As Australia continues to embrace renewable energy, solar feed-in tariffs (FiTs) have started to reduce in the amount energy retailers pay for solar energy fed back into the electricity grid. Therefore, understanding how FiTs work, the rates offered, and the factors that influence them can significantly impact the financial returns on your solar investment. In this post, we’ll explore what a solar feed-in tariff is and how it affects you.
What Are Solar Feed-in Tariffs?
A solar feed-in tariff is the price an energy retailer pays for solar electricity fed back into the grid from a home solar system. Consequently, this arrangement allows solar panel owners to receive payment for the surplus electricity their systems produce. As a result, it can help offset the costs of installation and maintenance.
How Do Feed-in Tariffs Work Around Australia?
Feed-in tariffs function as a way to pay solar panel owners for the excess energy they contribute to the grid. Here’s a simplified breakdown of how they work:
- Generation: Solar panels generate electricity when exposed to sunlight.
- Consumption: The generated electricity is first used to power whatever appliances may be running the owner’s home or business.
- Export: Surplus electricity flows back into the electricity grid.
- Payment: The solar panel owner receives a payment for the surplus energy supplied to the grid, based on the feed-in tariff rate.
History of Feed-in Tariffs in Australia
South Australia introduced the solar feed-in tariff in 2008 to encourage homeowners to install solar panels. While the initial rate was relatively high, the price of solar panels in 2008 was also much higher than today’s prices. As a result, the solar feed-in rates paid across Australia have decreased in line with the falling cost of solar panel installations.

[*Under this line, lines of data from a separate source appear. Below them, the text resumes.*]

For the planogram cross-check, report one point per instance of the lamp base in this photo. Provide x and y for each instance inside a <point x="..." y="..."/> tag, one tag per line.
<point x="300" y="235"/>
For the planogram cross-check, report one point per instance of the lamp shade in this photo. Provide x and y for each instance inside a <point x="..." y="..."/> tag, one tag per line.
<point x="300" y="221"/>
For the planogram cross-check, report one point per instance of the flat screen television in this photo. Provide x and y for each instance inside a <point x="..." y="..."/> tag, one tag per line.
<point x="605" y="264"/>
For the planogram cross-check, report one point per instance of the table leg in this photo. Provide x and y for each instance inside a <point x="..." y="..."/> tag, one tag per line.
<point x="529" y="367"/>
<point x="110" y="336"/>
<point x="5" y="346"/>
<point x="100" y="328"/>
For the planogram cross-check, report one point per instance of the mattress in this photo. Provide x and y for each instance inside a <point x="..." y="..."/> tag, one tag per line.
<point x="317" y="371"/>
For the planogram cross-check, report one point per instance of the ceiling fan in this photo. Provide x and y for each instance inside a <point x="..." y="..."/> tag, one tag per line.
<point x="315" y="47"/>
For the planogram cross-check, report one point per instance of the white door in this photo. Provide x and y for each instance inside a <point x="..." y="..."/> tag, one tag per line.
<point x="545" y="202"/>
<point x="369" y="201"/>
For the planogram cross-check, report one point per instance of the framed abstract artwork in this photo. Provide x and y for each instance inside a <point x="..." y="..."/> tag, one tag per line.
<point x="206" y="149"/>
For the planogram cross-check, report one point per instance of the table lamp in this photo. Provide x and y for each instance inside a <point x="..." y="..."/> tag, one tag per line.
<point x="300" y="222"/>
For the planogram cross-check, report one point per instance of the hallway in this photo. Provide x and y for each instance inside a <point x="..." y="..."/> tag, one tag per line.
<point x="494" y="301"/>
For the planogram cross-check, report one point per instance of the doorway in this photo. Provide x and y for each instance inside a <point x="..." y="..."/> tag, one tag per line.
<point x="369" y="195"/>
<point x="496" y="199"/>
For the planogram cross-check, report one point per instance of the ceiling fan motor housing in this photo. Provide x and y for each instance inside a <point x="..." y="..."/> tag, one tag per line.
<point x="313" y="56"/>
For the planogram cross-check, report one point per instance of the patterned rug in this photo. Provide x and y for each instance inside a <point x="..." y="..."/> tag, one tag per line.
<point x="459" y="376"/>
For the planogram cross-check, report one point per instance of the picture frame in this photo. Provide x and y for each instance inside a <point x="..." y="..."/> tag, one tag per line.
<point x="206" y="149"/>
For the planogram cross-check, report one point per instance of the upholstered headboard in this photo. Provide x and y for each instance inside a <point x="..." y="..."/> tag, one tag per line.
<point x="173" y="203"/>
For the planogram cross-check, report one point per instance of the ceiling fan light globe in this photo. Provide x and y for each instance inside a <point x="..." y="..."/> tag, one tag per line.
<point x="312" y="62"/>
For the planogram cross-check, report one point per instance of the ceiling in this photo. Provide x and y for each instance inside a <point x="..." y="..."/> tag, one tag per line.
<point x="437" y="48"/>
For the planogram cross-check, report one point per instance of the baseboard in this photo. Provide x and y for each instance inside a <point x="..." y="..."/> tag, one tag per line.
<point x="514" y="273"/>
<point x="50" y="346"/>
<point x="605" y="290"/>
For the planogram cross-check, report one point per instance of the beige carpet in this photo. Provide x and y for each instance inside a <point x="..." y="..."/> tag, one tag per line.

System Size Limits for Feed-in Tariffs
Each state in Australia has different limits on the size of solar systems eligible for feed-in tariffs. These limits ensure that the feed-in tariff system remains manageable and equitable. For instance, some states cap the maximum system size at 10kW for residential installations, while others allow larger systems but with different rates.
NSW Feed-in Tariffs
NSW once offered a generous feed-in tariff, legislated by the state government, which paid out 60c/kWh for all solar energy generated. This scheme ran for seven years and concluded on 31 December 2016. Since then, energy retailers in New South Wales have set the feed-in tariff rates, leading to varying payout amounts. Currently, the average payout is around 6c/kWh. For more details, you can refer to IPART’s all-day feed-in tariff factsheet.
VIC Feed-in Tariffs
Victoria provides a solar feed-in tariff with a minimum flat rate and a time-of-use rate, which reflects the different values of electricity during peak and off-peak times. In the 2025 financial year, the minimum flat rate is 3.3c/kWh, however, we’ve observed higher pricing in the marketplace. For more information, you can go to the Victorian Government’s Premium Feed-in Tariff page.
QLD Feed-in Tariffs
Queensland’s feed-in tariff is split into two areas: southeast Queensland and regional Queensland. In southeast Queensland, energy retailers do not have to pay a mandated solar feed-in tariff. The marketplace has priced solar feed-in tariffs at around six cents per hour. In regional Queensland areas, customers received a fixed feed-in tariff rate. In the 2024 financial year, the feed-in rate was 13.4 c/kWh.
SA Feed-in Tariffs
South Australia used to have a generous feed-in tariff which locked in the price at 44 c/kWh up until 2028. This scheme stopped taking new participants back in 2011. Currently, SA energy retailers do not have to pay a set price for solar energy fed back into the grid. We have noticed prices of around 7c/kWh in the marketplace.
WA Feed-in Tariffs
In Perth and the south-west region of Western Australia, there is a regulated price that Energy retailers need to pay for exported solar energy. In the financial year 2024, 10c/kWh was paid for electricity exported between 3 pm to 9 pm. At other times, 2.25c/kWh was paid.
TAS Feed in Tariffs
Tasmania has a regulated solar tariff. In the 2024 financial year, it will set to 10.869c/kWh. Solar feed-in tariff information from the Economic Regulator can be found here.
NT Feed-in Tariffs
At the time of writing, as of March 2024, NT has a regulated solar feed-in rate. The government set solar feed-in rate is 9.13c/kWh for homeowners.
ACT Feed-in Tariffs
At the time of writing, ACT energy retailer ActewAGL has a feeding tariff which is split into two rates. Homeowners are paid 12c/kWh for the first 15 kWh exported to the great each day and additional solar energy exported into the grid receives eight cents per hour. There are other retailers in ACT however they generally offer lower solar feed-in rates.
Summary
In summary, feed-in tariffs have played a crucial role in the growth of solar energy in Australia. They have evolved over time, reflecting changes in technology, market conditions, and policy goals. Understanding the specifics of these tariffs and how they vary by state can help individuals and businesses make informed decisions about solar energy investments.